This gorgeous hand-pulled silkscreen art print was produced by Stanley Mouse in 1998. It is printed on extra-thick oak-tag rag paper stock and features a beautiful Mouse signature. The image is one of the most enduring in rock history and the defining symbolic representation of the Grateful Dead. It is based on the September 1966 poster created by Mouse and Alton Kelley.
Mouse recalled: “We would go to the San Francisco library and peruse the books on poster art. They had a back room full of books you couldn’t take out with great references. We were just going through and looking for something. And found this thing and thought, ‘This says Grateful Dead all over it.’” What Mouse found was The Rubaiyat of Omar Khayyam.
Omar Khayyam was a Persian poet, mathematician and astronomer who lived from 1048-1131, and a rubaiyat is a form of poetry (a quatrain rhyme)—hence The Rubaiyat of Omar Khayyam. The translation best known to English-speakers and found by Mouse and Kelley was done by Edward FitzGerald and illustrated by Edmund Joseph Sullivan, with five editions published from 1859 to 1889 that were more interpretive than they were literal. Mouse was particularly drawn to a Sullivan illustration that accompanied Verse 26, and couldn’t leave it behind. “I hate to say this,” Mouse recalled, “but Kelley cut it out with a pen knife. I always say that we Xeroxed it, but there weren’t Xerox machines then.

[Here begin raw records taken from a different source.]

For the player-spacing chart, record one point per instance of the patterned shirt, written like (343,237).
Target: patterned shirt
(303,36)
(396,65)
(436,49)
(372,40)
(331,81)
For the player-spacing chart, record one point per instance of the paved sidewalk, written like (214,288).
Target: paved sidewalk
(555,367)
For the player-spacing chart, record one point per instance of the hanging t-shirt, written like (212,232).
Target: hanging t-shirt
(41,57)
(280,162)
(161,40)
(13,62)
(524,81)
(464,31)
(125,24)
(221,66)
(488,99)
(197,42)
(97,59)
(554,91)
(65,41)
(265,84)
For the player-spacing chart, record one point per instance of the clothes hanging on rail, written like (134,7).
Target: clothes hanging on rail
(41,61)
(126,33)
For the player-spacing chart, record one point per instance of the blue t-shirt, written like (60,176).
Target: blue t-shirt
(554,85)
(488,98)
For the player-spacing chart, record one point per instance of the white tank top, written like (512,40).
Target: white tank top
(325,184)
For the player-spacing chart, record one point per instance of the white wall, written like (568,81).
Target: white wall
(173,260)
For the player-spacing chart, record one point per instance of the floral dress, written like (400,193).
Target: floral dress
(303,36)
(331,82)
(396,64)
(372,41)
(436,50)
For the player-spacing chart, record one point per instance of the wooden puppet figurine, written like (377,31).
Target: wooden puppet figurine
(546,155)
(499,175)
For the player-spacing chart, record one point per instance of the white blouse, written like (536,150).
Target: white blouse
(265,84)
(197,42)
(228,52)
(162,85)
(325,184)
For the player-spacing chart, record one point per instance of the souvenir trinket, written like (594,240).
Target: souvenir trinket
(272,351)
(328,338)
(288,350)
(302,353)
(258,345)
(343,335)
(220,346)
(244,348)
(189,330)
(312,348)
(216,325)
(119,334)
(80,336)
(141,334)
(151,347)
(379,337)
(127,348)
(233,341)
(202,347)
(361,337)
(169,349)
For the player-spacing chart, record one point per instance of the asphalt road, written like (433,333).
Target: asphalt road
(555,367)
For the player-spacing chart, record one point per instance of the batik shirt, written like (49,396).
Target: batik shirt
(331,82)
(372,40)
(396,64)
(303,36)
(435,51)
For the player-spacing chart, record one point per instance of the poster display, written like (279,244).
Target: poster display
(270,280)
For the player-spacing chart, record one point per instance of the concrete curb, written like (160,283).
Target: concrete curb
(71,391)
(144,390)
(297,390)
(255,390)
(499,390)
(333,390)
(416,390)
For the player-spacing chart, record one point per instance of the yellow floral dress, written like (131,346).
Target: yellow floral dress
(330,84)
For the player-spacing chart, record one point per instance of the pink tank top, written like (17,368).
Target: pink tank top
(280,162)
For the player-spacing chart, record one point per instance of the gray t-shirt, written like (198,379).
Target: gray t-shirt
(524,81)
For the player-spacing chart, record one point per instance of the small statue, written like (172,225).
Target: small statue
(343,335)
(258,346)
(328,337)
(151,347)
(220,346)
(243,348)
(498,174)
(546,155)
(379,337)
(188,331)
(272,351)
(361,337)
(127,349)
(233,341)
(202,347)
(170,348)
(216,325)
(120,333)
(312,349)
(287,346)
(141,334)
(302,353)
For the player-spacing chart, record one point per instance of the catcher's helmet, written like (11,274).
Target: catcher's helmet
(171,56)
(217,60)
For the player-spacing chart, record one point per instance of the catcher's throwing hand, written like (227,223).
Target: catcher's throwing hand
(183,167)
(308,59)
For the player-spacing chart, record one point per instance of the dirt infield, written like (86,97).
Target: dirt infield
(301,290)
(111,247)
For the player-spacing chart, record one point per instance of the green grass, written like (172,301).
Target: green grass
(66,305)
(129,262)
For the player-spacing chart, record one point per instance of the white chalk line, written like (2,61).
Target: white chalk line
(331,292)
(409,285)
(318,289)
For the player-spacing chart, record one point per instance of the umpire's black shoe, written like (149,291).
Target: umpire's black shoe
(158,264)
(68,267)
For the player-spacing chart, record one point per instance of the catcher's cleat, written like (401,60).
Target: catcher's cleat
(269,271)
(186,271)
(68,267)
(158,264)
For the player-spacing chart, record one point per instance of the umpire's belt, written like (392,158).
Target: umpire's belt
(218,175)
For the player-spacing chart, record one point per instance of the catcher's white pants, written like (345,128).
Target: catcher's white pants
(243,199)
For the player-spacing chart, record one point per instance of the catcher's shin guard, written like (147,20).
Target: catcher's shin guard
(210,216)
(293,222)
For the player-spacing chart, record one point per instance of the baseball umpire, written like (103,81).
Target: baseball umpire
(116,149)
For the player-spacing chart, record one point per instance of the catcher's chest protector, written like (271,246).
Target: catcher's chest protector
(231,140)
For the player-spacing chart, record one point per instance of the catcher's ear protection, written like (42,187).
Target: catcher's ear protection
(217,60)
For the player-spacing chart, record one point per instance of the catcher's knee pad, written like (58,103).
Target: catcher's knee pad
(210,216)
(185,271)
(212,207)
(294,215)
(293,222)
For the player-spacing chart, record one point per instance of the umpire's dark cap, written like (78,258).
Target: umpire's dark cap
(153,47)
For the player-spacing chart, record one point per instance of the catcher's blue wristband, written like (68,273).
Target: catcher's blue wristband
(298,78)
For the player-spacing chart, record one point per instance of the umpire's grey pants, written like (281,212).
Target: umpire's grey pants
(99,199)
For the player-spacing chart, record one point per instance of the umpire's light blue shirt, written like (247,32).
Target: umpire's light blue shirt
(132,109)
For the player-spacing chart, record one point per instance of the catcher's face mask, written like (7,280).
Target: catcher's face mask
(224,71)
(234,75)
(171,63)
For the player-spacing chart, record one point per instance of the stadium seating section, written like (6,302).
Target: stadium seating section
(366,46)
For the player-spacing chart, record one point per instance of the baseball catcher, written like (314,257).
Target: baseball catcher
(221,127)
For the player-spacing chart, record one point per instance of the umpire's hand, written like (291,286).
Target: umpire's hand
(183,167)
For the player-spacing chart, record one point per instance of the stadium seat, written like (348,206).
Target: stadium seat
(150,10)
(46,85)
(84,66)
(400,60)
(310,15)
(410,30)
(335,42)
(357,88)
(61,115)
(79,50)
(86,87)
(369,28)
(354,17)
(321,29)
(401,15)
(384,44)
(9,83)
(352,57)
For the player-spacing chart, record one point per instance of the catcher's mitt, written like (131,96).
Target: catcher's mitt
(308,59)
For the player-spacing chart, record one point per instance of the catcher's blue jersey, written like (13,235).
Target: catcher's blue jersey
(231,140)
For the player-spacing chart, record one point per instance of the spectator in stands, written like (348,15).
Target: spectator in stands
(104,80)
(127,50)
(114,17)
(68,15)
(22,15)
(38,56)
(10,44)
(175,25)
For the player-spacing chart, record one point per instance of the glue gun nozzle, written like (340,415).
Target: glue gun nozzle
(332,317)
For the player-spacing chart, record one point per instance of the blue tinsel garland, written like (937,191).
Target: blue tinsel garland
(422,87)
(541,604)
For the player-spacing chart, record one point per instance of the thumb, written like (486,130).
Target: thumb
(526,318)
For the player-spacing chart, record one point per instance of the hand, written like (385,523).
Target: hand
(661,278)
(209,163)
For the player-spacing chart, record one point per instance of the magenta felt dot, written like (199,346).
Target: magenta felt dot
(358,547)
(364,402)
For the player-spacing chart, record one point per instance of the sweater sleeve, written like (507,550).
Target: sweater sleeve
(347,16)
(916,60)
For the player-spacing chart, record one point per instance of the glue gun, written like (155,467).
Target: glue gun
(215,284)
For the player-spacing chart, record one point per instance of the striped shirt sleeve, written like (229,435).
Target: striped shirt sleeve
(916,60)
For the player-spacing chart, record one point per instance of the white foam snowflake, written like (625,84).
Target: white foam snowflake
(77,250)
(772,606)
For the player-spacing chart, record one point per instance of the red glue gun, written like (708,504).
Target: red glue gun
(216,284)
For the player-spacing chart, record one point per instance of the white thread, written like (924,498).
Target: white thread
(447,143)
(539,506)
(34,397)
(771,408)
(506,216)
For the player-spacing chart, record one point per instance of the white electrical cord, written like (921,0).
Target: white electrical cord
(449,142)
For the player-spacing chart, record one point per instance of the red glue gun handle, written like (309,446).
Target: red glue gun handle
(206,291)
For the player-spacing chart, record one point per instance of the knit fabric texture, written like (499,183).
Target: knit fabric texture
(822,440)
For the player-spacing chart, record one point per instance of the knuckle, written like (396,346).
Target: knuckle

And the poem that goes with this illustration is fantastic. It’s short and sweet and had to do with wine, women and song.” A perfect match for The Grateful Dead sound. Kelley appropriated the black-and-white Sullivan illustration, and Mouse colored it in. The resulting poster advertised The Dead’s Avalon Ballroom show with Oxford Circle, September 16-17, 1966, and cemented Mouse and Kelley’s presence in San Francisco’s rock poster scene.
O, come with old Khayyam, and leave the Wise to talk;
one thing is certain, that life flies;
One thing is certain, and the Rest is lies;
The Flower that once has blown forever dies.